Conservative groups rallied around Barrett after her confirmation hearing last year featured questioning from Democrats over how her Roman Catholic faith would affect her decisions.
Sen. Dick Durbin (D-Illinois) asked, "Do you consider yourself an orthodox Catholic?" while Sen. Dianne Feinstein (D-California) said, "the dogma lives loudly within you."
Barrett is one of three top contenders for the nomination, according to a source, alongside fellow federal appeals judges Brett Kavanaugh and Raymond Kethledge.
Trump's choice to replace Kennedy — a swing vote on the nine-member court — has the potential to remake the court for a generation as part of precedent-shattering decisions on abortion, health care, gay marriage and other issues.

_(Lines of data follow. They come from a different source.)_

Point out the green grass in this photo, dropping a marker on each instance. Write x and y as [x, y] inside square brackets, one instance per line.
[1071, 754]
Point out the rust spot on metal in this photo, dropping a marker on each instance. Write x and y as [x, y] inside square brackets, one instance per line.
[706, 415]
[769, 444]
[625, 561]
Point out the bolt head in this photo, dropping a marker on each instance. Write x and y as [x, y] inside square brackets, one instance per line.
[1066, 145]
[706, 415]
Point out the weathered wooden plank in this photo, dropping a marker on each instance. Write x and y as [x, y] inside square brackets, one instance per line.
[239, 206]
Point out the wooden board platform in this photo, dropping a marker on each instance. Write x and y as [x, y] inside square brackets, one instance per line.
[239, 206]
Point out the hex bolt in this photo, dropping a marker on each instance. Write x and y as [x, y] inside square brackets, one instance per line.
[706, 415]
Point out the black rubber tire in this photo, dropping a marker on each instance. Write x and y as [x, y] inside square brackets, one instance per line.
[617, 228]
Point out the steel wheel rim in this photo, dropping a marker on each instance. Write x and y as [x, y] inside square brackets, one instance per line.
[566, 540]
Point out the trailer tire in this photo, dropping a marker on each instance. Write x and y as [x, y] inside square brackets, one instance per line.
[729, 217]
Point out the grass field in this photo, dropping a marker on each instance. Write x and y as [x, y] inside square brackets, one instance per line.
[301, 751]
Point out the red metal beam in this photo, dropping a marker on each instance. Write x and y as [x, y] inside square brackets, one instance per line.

Recognizing the stakes, many Democrats have lined up in opposition to any Trump pick, and Republican lawmakers and activists are seeking to shape the president's decision.
Working closely with a White House team and consulting with lawmakers and outside advisers, Trump has spent the week deliberating on the choice. He conducted interviews on Monday and Tuesday and has spoken to seven possible candidates. He has not yet publicly indicated that he has narrowed the list and could still consider others in the mix.
With customary fanfare, Trump plans to announce his selection Monday night, kicking off a contentious nomination process.